Unless they were really pissed off.

Sometimes if they wanted to make a point.

“It wasn’t human, either.”

“You sure?” he asked Remiel. “Humans can be far more vicious than any of our ilk. I can see a human doing it for some sick and twisted reason…like she didn’t compliment someone’s shoes. Their senseless cruelty is legendary.” Luke knelt by the girl’s side. Someone had shredded her horribly and then ripped out her throat. Her face was so badly battered that he couldn’t even tell what she’d looked like before her attack.

This had been ruthless. Savage.

Human.

“Where’s her soul?”

He looked up at Remi’s question. “What?”

“It’s not here, lingering as it should be. No psychopomp was dispatched to escort her to her final place, and I don’t detect her soul in any dimension. What happened to it?”

That made a good point. If no psychopomp had come here to gather it, then her soul should be wandering about the grounds with the ghosts.

And it wasn’t, which left him with an interesting list of possible culprits. “It was done during daylight.” That meant no vampires were involved. Sadly, though, the list of soul-eaters who could walk in daylight was a long one.

Rising to his feet, he sighed. “Any ideas?”

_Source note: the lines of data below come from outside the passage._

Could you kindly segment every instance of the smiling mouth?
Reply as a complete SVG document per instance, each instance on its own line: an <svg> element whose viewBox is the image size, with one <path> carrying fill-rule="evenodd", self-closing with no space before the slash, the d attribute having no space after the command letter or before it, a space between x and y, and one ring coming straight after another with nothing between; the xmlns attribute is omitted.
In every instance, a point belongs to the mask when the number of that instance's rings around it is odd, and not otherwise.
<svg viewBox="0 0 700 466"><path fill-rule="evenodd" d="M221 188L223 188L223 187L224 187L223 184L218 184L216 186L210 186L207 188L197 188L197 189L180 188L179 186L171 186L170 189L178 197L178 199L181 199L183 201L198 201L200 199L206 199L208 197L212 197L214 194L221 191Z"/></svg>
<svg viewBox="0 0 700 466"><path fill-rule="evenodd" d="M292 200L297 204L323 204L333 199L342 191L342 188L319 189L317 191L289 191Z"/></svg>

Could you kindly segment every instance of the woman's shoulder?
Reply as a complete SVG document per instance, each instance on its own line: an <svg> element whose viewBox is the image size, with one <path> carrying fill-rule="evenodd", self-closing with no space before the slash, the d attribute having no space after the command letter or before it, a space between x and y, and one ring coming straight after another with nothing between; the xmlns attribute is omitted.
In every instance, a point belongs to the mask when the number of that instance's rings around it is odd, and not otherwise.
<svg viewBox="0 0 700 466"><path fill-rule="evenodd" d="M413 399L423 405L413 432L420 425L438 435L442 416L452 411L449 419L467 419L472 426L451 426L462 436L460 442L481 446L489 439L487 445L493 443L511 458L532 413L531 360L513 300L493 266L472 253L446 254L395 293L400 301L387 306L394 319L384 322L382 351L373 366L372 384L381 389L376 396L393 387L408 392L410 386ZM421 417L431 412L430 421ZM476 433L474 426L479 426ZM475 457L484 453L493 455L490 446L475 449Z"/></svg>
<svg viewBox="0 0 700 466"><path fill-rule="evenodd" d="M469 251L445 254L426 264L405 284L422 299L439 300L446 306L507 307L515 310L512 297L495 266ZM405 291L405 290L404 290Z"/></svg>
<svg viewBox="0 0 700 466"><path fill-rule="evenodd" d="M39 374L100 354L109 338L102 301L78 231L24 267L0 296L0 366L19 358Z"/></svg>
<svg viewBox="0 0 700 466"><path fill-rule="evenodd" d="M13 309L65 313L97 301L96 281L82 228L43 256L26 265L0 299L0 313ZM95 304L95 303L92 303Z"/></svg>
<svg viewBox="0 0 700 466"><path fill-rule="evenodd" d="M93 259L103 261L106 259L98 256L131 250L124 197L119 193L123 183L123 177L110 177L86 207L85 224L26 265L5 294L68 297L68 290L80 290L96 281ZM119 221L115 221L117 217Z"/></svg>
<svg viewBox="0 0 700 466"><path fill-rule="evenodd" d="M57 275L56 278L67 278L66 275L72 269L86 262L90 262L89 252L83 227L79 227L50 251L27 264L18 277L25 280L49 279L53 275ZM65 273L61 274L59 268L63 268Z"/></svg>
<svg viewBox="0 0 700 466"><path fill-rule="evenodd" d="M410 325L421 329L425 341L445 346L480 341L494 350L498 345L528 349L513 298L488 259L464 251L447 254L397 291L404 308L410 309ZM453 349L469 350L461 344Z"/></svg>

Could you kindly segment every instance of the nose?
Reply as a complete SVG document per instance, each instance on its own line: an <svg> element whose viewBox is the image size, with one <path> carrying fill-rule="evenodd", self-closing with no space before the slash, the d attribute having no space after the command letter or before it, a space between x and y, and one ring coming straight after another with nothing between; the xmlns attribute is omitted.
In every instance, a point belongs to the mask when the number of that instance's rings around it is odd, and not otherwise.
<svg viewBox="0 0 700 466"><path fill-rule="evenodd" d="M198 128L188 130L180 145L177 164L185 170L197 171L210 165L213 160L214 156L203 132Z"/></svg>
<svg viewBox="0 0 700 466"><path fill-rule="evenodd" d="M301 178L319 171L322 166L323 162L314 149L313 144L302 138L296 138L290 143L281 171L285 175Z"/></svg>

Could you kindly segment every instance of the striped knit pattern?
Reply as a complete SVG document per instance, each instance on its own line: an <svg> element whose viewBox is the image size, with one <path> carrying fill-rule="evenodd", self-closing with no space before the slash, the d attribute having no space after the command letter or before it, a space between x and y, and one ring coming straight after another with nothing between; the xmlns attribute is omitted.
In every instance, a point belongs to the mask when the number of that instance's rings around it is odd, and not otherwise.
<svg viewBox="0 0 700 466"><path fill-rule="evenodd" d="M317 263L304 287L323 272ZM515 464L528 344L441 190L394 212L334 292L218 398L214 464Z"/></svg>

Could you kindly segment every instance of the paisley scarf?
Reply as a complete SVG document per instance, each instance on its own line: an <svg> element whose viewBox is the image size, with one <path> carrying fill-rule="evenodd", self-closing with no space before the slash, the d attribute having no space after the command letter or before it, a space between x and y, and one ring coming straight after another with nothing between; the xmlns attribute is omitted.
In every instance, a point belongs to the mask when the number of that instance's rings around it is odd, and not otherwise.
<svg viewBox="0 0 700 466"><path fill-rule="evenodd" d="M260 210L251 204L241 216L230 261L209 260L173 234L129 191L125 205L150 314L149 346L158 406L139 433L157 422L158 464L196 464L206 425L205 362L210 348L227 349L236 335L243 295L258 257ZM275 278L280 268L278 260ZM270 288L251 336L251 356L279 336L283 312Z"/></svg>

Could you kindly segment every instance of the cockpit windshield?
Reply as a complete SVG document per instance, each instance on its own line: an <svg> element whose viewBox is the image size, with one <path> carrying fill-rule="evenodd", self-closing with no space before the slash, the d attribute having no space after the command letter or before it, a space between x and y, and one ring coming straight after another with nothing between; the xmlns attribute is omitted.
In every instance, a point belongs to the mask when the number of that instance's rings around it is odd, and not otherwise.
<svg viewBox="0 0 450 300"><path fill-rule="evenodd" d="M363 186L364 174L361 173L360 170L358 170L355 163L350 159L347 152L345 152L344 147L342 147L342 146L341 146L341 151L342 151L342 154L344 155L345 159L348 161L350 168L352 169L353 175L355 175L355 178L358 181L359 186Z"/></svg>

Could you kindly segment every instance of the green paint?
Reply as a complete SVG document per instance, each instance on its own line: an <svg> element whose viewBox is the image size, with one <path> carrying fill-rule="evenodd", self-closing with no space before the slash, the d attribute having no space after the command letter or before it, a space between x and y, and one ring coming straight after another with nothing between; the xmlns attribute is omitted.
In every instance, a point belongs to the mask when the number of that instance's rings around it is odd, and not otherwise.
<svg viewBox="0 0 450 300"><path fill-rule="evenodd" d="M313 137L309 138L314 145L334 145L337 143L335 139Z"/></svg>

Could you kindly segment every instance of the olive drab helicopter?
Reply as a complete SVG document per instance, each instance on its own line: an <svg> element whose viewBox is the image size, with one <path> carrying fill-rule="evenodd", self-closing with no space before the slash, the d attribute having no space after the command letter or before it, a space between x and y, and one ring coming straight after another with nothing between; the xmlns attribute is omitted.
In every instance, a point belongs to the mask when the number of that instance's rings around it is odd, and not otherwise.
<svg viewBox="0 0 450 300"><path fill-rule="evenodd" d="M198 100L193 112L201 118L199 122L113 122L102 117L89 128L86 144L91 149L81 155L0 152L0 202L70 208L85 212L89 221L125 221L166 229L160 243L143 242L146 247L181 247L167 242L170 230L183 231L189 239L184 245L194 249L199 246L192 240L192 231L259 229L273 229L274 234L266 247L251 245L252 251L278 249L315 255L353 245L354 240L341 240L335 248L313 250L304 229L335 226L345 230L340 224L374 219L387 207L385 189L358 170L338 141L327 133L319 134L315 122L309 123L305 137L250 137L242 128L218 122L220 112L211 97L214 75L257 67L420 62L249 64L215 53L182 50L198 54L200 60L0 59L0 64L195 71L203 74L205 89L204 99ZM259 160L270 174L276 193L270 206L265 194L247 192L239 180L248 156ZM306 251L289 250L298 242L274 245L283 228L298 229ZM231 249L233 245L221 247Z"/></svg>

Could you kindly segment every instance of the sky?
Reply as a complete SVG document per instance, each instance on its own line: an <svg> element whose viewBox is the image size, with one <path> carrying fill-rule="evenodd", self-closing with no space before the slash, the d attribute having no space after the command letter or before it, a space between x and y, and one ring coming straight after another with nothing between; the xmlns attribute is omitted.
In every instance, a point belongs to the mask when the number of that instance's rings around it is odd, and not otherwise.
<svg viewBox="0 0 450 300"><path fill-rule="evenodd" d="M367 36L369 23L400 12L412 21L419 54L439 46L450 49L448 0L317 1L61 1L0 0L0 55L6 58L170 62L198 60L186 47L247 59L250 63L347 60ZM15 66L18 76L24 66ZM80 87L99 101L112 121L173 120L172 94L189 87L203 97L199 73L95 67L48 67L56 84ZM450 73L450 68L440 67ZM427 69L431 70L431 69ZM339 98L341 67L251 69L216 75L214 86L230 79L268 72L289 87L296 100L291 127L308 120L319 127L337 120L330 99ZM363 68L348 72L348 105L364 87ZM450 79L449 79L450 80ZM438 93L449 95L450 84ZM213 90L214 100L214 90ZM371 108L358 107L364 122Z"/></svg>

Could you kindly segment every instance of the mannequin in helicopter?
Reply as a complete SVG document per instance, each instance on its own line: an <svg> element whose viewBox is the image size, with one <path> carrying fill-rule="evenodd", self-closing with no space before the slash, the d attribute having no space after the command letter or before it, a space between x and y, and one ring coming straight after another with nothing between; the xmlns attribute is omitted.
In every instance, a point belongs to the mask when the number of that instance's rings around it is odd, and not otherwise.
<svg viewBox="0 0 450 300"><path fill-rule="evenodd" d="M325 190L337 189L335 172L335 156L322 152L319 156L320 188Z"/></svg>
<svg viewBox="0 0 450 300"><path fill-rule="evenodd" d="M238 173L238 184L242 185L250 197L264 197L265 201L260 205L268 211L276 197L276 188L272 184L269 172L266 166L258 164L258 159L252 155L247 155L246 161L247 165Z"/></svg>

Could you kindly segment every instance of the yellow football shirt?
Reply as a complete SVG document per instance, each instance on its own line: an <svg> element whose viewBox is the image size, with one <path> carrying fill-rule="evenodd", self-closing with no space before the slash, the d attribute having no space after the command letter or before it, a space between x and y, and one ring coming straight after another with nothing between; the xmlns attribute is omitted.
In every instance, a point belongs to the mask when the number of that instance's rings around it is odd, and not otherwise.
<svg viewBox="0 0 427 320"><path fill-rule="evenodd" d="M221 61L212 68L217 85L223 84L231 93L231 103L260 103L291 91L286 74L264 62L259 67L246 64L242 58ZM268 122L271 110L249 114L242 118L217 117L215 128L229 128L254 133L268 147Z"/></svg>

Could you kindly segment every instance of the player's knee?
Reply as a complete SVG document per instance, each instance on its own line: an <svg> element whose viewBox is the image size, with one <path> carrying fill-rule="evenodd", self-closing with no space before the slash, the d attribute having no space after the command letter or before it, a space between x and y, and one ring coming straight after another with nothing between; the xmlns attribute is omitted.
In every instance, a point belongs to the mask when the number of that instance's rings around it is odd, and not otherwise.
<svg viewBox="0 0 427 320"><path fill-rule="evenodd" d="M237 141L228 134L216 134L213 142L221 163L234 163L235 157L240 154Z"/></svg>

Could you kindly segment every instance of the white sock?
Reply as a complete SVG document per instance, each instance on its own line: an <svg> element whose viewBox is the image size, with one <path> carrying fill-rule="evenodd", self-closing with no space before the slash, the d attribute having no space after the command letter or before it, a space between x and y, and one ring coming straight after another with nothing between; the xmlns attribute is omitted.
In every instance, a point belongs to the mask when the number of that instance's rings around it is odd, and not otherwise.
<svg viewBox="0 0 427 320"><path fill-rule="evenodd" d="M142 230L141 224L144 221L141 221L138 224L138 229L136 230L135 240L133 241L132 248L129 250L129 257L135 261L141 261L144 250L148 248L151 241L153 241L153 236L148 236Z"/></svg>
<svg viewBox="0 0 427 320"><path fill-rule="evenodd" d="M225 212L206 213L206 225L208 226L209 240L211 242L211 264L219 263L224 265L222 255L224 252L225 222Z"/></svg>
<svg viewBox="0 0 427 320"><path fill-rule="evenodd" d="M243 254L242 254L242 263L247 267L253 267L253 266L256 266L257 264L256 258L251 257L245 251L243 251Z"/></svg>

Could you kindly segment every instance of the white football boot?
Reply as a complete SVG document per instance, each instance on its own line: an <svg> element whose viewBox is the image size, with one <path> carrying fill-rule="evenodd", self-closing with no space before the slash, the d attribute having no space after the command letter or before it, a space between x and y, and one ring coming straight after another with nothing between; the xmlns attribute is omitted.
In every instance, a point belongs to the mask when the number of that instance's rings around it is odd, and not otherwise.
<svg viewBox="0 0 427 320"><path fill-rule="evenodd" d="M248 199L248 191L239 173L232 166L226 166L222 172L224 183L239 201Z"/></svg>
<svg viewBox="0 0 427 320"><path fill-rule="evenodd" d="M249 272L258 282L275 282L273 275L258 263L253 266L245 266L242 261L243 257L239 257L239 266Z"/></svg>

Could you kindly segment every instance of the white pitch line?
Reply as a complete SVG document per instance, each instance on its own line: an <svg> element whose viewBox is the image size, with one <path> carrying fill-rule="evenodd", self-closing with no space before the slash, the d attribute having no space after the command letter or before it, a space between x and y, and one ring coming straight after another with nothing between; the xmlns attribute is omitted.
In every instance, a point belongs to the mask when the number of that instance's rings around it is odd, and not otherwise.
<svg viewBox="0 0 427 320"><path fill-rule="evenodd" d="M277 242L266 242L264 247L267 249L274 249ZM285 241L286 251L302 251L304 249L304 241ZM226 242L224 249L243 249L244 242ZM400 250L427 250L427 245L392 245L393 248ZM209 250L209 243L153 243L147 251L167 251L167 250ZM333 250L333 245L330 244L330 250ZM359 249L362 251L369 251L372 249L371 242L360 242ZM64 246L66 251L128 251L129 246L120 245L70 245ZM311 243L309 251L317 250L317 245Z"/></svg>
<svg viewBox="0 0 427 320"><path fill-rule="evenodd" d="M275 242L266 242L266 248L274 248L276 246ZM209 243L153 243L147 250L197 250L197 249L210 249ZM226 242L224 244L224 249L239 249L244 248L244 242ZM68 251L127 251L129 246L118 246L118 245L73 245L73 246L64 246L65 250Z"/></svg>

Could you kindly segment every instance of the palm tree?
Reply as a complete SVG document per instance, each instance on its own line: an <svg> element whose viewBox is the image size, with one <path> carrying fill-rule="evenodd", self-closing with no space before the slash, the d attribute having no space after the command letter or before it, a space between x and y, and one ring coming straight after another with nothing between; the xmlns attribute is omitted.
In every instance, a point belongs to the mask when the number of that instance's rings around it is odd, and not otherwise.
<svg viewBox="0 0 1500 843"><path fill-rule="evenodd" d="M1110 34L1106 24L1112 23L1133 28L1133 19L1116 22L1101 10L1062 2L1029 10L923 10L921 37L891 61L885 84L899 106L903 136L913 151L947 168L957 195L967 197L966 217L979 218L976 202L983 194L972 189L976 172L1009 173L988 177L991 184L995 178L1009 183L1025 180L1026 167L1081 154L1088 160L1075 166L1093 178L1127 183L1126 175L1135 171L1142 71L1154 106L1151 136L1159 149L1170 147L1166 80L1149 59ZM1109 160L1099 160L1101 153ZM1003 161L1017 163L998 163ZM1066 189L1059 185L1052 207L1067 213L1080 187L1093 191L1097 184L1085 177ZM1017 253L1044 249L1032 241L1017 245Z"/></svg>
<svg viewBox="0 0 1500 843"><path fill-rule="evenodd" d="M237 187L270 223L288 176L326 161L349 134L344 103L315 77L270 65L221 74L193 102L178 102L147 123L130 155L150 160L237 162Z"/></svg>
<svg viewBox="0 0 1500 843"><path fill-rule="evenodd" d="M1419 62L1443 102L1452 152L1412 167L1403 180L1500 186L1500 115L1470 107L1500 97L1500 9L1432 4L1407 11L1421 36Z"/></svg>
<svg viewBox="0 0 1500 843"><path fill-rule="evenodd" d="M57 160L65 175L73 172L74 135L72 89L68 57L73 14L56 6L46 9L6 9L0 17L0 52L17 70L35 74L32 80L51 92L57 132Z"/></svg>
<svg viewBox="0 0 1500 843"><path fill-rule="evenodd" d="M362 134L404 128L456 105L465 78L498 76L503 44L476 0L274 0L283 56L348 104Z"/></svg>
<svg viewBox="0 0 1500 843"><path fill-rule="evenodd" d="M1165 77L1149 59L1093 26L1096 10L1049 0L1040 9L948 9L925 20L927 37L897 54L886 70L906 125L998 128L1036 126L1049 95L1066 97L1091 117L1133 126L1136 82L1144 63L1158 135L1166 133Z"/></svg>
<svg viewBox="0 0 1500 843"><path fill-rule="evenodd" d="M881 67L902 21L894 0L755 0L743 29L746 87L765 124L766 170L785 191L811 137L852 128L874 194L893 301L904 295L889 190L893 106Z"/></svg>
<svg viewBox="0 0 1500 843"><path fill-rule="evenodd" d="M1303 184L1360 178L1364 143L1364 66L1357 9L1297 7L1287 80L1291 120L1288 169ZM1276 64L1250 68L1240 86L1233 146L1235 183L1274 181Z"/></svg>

Remi smirked. “You’re the detective.”

“And you’re the asshole.”

Remi laughed.

But at least Remi had pointed him in the right direction. They were hunting someone who’d stolen the girl’s soul.

No, Luke realized as he glanced about and considered what Remi had said about it not existing in any dimension. They were looking for something that had eaten it.

Sorcha dried her face that she’d just washed. Six years on the New Orleans police force and she’d never once vomited.

Today, she made up for it.

Never in her life had she seen anything more gruesome than the crime scene in the graveyard. She doubted if Jack the Ripper had been worse.

“You okay?”

She caught sight of the captain in the mirror and blushed at having been seen like this. Like she was a rookie on her first crime scene. “Yeah.”

“It’s always hard when it’s a young person.”

True. The girl had been no more than eighteen or nineteen. Sorcha was just grateful she wasn’t the one who’d have the awful job of notifying the girl’s parents. The very thought made her want to vomit again. Those poor people.

“Do you see anything?” the captain asked.

Sorcha wiped at her face one last time and shook her head. “There’s nothing I’m picking up on. What about Luke?” She’d left him as soon as she’d seen the mangled body someone had placed near a marble statue of a dog named Prince.

Two seconds later, she’d emptied her stomach in the nearest bush and had made a trail to a local construction business and into the bathroom where she currently stood.